White-faced, Raymond lifted his head. The Benedictus was ended, and now the words came slowly from his lips in a strange, awed, almost wondering way.
“'Requiem oternam.... Ego sum resurrectio et vita....' I am the Resurrection and the Life: he that believeth in Me, although he be dead, shall live: and every one who liveth, and believeth in Me, shall never die.”
His voice faltered a little, steadied by a tremendous effort of will, and went on again, low-toned, through the responses and short prayer that closed the service. “'Kyrie eleison'... not into temptation.... 'Requiem oternam.'... 'Requiescat in pace'... through the mercy of God.... 'Amen.'”

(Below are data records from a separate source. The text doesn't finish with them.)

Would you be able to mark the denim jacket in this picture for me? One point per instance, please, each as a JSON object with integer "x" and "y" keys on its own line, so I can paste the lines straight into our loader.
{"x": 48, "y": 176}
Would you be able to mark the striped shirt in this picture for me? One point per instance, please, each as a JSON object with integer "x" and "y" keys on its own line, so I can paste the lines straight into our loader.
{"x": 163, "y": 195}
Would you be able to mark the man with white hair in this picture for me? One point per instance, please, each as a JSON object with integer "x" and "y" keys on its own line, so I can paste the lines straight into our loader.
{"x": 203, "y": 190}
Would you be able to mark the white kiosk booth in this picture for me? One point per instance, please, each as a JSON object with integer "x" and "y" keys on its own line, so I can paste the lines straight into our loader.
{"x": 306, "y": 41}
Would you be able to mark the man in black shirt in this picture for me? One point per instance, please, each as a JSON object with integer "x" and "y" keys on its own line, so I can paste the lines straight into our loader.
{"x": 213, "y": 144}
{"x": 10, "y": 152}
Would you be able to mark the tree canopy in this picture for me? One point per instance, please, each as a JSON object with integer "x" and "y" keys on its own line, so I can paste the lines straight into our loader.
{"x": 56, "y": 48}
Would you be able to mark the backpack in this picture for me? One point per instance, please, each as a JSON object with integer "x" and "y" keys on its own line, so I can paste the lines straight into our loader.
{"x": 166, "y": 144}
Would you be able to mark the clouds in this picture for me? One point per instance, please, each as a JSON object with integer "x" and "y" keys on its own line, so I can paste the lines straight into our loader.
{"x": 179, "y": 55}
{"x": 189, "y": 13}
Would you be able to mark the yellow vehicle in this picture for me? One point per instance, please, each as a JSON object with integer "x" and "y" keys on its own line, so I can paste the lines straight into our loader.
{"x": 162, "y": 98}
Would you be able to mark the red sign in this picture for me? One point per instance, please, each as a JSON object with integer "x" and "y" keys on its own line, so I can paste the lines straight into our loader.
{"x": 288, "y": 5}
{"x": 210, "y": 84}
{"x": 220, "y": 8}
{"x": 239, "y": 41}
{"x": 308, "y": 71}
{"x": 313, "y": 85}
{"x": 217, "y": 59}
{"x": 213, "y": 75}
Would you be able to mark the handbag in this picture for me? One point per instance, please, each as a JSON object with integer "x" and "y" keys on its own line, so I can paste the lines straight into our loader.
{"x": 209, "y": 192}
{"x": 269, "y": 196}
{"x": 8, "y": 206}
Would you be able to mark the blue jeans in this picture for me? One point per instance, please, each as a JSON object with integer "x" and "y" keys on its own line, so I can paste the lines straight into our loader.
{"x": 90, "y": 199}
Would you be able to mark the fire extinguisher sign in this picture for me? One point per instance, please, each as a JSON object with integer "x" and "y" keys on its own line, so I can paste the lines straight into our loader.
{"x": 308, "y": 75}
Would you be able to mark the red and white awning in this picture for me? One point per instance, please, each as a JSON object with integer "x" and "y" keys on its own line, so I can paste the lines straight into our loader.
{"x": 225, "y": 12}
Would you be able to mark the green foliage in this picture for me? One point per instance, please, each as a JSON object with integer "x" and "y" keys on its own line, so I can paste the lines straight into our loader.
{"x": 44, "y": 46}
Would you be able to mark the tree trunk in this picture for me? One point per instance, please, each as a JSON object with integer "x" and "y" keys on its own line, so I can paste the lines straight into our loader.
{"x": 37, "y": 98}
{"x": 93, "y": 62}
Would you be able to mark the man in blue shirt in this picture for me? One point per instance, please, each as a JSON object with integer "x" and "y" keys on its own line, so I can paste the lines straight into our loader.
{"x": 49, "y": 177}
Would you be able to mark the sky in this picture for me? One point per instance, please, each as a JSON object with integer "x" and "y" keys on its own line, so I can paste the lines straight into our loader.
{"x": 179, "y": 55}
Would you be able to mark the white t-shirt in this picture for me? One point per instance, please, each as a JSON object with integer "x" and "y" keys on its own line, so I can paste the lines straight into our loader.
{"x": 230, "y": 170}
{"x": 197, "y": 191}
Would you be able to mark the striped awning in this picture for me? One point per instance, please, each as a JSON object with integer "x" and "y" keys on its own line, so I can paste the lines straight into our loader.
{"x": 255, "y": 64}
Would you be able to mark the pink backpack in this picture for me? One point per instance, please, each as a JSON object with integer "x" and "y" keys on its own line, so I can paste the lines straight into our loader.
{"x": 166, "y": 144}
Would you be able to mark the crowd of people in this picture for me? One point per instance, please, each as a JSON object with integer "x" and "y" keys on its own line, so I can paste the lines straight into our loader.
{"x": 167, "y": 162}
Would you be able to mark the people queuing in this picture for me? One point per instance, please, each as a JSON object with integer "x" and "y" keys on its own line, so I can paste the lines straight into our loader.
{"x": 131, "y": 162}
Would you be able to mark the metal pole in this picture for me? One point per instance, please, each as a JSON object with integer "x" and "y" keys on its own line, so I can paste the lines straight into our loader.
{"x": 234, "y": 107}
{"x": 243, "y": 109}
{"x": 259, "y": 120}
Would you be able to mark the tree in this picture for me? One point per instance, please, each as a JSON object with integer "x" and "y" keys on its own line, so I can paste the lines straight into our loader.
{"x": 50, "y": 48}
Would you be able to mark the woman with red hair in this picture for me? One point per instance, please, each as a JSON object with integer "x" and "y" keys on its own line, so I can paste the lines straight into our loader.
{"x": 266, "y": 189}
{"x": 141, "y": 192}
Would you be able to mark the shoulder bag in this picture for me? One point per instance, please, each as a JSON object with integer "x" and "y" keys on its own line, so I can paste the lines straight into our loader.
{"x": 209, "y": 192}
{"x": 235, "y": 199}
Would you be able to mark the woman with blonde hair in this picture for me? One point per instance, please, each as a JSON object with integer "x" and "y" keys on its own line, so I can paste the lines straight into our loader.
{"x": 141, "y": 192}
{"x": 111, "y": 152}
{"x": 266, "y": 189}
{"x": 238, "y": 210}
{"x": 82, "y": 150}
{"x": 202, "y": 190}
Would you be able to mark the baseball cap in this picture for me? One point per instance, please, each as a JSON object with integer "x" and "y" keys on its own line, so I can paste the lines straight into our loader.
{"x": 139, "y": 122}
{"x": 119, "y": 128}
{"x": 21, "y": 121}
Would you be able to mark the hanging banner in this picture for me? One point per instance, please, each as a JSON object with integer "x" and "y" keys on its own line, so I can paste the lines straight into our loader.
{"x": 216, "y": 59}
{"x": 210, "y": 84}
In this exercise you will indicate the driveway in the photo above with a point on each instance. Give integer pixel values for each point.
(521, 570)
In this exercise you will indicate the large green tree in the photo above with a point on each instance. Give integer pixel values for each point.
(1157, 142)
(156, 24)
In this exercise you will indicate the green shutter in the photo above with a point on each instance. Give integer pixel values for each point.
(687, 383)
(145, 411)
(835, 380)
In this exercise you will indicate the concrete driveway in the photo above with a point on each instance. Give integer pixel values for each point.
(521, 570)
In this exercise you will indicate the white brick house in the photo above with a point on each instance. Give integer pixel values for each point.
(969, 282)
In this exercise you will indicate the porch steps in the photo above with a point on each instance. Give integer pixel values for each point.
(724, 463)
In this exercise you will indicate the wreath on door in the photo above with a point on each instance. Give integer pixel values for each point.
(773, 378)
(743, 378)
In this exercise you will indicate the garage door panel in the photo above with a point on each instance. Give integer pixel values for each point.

Forgotten for the moment was that grim pendulum that hovered over the bed in the presbytère yonder, and by the side of the grave Raymond stood and looked down on the coffin of Théophile Blondin. The people began to disperse, but he was scarcely conscious of it. It seemed that he had run the gamut of every human emotion since he had met the funeral procession at the church door; but here was another now—an incomprehensible, quiet, chastened, questioning mood. They were very beautiful words, these, that he was repeating to himself. He did not believe them, but they were very beautiful, and to one who did believe they must offer more than all of life could hold.
“'I am the resurrection and the life... he that be-lieveth in Me... shall never die.'”
There was another gateway in the little whitewashed fence, a smaller one that gave on the sacristy at the side and toward the rear of the church. Slowly, head bowed, absorbed, unconscious of the rôle he played so well, Raymond walked toward the gate, and through it, and, raising his head, paused. A shrivelled and dishevelled form crouched there against the palings. It was old Mother Blondin.
And Raymond stared—and suddenly a wave of immeasurable pity, mingling a miserable sense of distress, swept upon him. In there was forbidden ground to her; and in there was her son—killed in a fight with him. She had come around here to the side, unobserved, unless Dupont were lurking somewhere about, to be as near at the last as she could. An old hag, wretched, dissolute—but human above all things else, huddling before the dying embers of mother-love. She did not look up; her forehead was pressed close against the fence as she peered inside; a withered, dirty hand clutched fiercely at a paling on each side of her face.